7.1. Why we do what we do

While ConsoleUser supports many models of user behavior, we have found that for many situations using a Markov model to represent application transitions and activities within an application often produce users whose profiles can be distinguished from each other and also reflect some sources of real world data. That is what our automated tools produce, though if other models are needed we have provided ways to do that–including examples using ConsoleUser to “act” out parts of a script to create insider threat scenarios (for example see this paper).

Our models focus on maintaining the distribution of activity across applications a user uses, without paying attention to what the particular applications are. That is, we will attempt to recreate the distribution of time a user spends across their “favorite” application and second favorite and so on down the line. We do not, however, try to make the distribution of which application is the first favorite for users map to what is actually the most popular application either in a population for for a particular model of the “type” of user each could be.

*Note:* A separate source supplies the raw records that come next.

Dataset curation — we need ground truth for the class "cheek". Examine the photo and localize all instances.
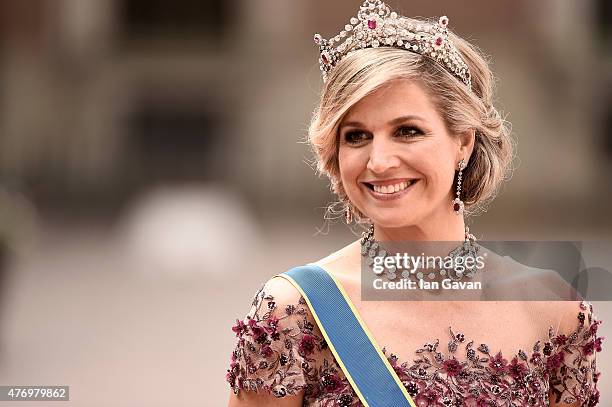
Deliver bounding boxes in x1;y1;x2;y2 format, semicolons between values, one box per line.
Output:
338;147;367;189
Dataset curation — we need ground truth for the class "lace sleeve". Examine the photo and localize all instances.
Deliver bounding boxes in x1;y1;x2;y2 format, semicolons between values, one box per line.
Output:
226;279;326;397
546;301;604;407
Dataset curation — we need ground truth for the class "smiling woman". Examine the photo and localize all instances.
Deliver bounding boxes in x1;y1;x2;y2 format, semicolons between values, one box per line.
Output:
227;0;602;407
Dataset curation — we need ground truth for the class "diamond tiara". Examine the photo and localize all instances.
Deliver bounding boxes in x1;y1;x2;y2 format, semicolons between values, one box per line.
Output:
314;0;472;89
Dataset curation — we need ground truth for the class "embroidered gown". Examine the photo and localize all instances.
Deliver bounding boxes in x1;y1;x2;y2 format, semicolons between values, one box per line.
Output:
226;276;603;407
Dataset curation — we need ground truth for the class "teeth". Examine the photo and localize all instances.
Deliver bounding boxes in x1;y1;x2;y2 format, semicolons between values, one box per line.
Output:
374;181;413;194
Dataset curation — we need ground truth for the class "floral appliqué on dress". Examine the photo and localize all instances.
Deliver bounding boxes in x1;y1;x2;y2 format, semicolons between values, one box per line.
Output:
226;286;603;407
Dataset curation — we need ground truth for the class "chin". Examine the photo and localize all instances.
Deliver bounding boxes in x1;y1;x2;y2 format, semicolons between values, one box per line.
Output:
370;209;420;228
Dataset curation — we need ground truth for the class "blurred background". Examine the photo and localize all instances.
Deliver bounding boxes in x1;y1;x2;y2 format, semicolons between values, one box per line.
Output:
0;0;612;406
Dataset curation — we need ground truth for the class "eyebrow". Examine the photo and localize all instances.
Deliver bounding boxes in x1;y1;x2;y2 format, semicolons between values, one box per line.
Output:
338;114;425;130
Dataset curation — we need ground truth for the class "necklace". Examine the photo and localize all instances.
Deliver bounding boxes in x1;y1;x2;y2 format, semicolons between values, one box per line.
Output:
361;224;480;281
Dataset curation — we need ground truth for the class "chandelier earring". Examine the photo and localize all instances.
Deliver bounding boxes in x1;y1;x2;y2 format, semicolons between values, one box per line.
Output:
453;158;466;215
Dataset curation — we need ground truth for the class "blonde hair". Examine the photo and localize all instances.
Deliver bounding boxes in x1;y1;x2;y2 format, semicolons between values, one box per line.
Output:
308;20;515;221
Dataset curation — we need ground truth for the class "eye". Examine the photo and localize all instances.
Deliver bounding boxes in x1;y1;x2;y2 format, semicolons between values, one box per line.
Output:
344;130;367;144
397;126;423;138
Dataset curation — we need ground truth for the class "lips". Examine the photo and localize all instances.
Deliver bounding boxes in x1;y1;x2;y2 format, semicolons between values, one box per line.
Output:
363;179;419;201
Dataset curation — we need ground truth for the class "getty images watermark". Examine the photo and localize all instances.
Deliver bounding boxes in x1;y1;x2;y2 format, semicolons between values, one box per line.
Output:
368;252;486;290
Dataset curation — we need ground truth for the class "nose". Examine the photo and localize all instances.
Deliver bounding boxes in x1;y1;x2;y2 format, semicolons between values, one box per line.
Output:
367;134;400;174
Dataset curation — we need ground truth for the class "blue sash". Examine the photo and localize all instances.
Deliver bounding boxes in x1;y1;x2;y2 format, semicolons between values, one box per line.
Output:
275;264;416;407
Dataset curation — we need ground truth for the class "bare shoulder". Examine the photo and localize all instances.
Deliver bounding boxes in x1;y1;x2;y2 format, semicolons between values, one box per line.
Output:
312;240;361;275
262;276;302;305
491;256;578;302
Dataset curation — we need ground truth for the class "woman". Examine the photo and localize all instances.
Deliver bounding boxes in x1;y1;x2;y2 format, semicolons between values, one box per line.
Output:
227;1;602;406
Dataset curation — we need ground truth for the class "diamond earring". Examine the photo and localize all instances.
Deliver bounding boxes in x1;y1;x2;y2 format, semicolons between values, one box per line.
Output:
344;203;353;225
453;158;466;215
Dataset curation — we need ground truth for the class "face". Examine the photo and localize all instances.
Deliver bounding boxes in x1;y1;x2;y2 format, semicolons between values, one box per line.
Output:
338;79;471;228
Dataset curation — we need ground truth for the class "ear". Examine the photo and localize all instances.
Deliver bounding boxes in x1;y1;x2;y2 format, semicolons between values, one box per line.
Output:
456;129;476;163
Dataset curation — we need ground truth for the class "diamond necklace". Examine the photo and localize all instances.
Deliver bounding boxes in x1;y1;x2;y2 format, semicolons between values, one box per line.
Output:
361;224;480;281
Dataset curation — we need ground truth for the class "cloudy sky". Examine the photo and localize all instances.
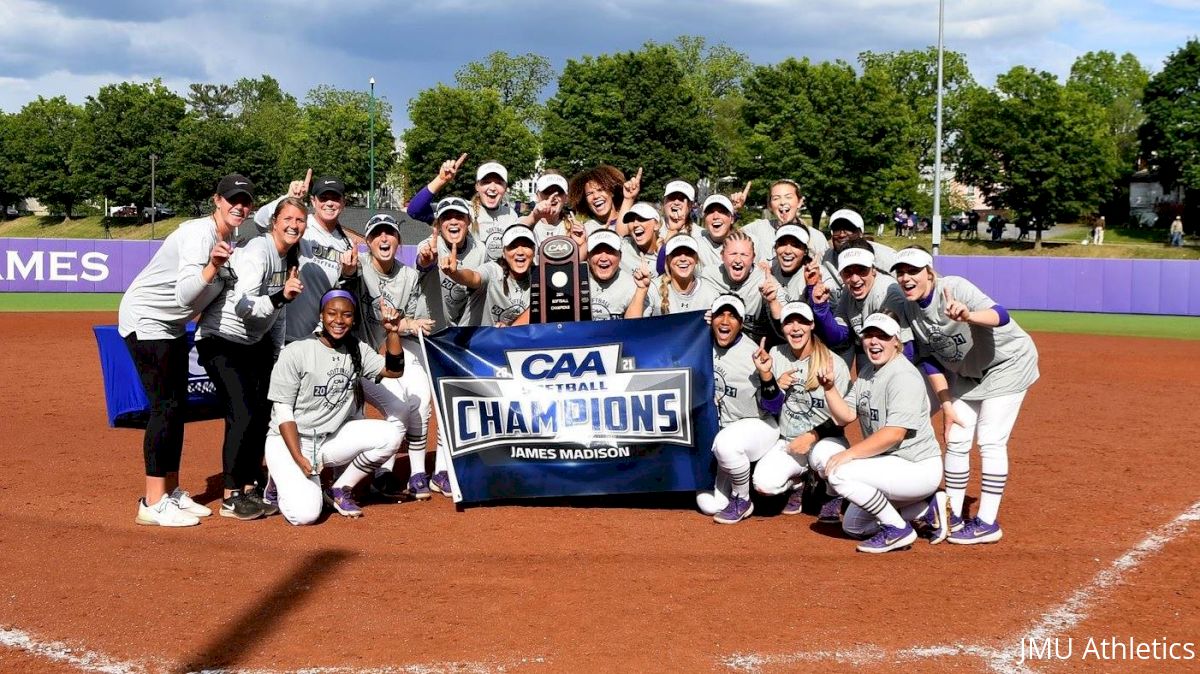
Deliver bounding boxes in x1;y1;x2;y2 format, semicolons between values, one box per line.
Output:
0;0;1200;128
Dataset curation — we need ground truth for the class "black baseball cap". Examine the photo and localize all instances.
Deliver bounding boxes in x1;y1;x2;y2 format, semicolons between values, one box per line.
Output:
311;175;346;197
217;173;254;201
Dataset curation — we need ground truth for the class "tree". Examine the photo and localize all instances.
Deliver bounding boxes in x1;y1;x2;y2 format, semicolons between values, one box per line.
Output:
542;46;716;198
955;66;1117;247
0;112;24;209
454;52;554;133
158;115;278;215
403;85;538;194
742;59;918;224
858;47;974;170
71;79;186;204
646;35;754;177
6;96;91;218
1139;38;1200;221
1067;52;1150;171
282;85;396;192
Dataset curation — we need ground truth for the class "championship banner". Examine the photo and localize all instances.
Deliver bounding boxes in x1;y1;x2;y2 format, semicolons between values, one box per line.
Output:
425;312;718;501
92;323;224;428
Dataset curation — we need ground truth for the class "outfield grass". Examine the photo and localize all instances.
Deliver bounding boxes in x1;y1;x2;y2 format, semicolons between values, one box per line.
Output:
0;293;1200;339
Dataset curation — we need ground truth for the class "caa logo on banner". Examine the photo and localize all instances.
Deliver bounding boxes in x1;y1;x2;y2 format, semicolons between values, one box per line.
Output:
0;251;108;282
438;344;692;456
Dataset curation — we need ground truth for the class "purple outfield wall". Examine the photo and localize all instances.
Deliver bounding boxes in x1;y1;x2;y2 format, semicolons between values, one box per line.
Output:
0;239;1200;315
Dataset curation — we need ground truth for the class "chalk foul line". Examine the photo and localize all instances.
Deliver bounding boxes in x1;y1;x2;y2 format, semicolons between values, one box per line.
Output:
718;501;1200;674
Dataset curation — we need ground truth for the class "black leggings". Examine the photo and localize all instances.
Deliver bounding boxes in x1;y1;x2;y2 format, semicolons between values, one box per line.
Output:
196;336;275;489
125;332;190;477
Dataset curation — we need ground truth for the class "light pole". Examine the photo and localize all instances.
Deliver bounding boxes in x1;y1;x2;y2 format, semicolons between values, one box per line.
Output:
932;0;946;255
150;152;158;240
367;77;374;210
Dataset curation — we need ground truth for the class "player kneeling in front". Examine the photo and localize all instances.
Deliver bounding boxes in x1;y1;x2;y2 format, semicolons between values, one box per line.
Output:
266;285;404;524
809;313;949;553
700;292;780;524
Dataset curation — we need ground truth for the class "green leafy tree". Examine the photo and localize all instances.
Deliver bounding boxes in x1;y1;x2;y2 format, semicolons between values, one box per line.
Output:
71;79;186;204
158;115;278;216
858;47;974;169
402;85;538;194
1139;38;1200;220
647;35;754;177
742;59;918;221
5;96;91;217
955;66;1117;247
542;46;718;194
282;85;396;193
0;112;24;209
1067;52;1150;171
454;52;554;133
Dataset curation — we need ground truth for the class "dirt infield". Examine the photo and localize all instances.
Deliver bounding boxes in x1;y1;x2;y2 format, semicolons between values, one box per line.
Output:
0;314;1200;674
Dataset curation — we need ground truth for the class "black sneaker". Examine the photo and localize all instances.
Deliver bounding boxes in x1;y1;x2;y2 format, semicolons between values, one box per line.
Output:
371;470;408;500
244;489;280;517
221;489;263;519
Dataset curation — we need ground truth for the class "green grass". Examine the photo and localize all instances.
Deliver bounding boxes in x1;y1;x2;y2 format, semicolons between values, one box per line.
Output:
1013;311;1200;339
0;293;121;311
0;216;187;240
0;293;1200;339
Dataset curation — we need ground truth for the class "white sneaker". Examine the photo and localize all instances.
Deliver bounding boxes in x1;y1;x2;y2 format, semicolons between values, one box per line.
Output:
167;487;212;517
133;497;200;526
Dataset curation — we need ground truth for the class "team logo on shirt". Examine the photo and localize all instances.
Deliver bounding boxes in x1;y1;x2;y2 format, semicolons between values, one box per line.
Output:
437;344;692;458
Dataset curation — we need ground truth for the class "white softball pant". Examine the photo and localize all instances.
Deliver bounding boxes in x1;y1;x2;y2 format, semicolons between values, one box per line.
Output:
754;438;850;497
809;444;942;536
946;391;1025;523
266;419;401;524
696;417;779;514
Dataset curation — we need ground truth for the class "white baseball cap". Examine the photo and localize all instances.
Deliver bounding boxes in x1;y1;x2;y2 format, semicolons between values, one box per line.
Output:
779;302;812;323
622;201;659;222
666;234;700;255
588;229;620;254
892;248;934;269
700;194;733;213
709;293;746;319
838;248;875;273
829;209;865;231
537;172;566;194
662;180;696;201
433;197;470;218
475;162;509;183
863;313;900;337
775;224;809;248
500;224;538;248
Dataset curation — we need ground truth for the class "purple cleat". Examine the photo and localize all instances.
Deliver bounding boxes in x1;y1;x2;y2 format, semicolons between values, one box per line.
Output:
947;517;1004;546
430;470;454;498
713;494;754;524
913;491;950;546
329;487;362;517
408;473;433;501
858;522;917;554
817;497;846;524
781;489;804;514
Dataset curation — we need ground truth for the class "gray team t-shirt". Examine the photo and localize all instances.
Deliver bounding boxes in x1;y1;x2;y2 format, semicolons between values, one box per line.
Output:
116;217;232;339
642;275;720;315
770;344;850;440
846;354;942;462
713;336;773;428
589;269;637;320
901;276;1039;401
196;234;288;349
266;335;384;437
461;263;533;326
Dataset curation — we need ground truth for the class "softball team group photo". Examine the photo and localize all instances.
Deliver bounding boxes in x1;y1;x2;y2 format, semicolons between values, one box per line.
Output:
119;155;1038;553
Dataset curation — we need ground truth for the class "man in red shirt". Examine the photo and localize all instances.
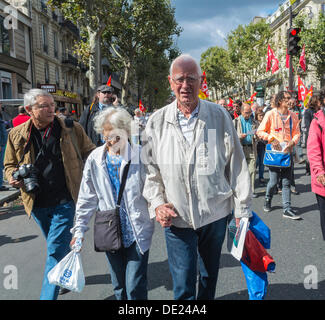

For a more detailed presentation of how our Markov transition matrices are generated see here.

7.1.1. Data Sources

Over the years we have been able to access different pools of data in order to shape our user models.

Schonlau Data

The data used by DuMouchel and Schonlau for their paper (http://www.schonlau.net/publication/interface98.pdf) on using transition probabilities to predict masqueraders. The data is available at http://www.schonlau.net/ and consists of unix command sequences of 50 users.

NSA Data

As part of our Darpa Dynamic Quarantine of Worms (DQW) program we had access to a set of Windows application data. The data was arranged in such a way that allowed for identification of applications that were spawned by parent applications. This data was never published but was made available to researchers on a limited basis.

Skaion Data

This data was captured by Skaion Corporation during 2004 to aid in enclave modelling for the DARPA Dynamic Quarantine of Worms (DQW) program. Although the main focus here was on network traffic, user behavior can be inferred from the appearance of traffic on the network.

ADAMS Data

The ADAMS program had as part of it’s evaluation procedures the user activity of ~5000 users gathered using SureView (http://www.prnewswire.com/news-releases/raytheon-chosen-by-darpa-for-critical-cybersecurity-research-program-on-insider-threats-126829403.html). Although we were not allowed to use the data outside of a secure environment, we were allowed to export statistical data to help inform our modelling. With sufficient warning to allow us to clean up and package that data, and with the permission of DARPA and Raytheon, we may be able to make this data available to researchers.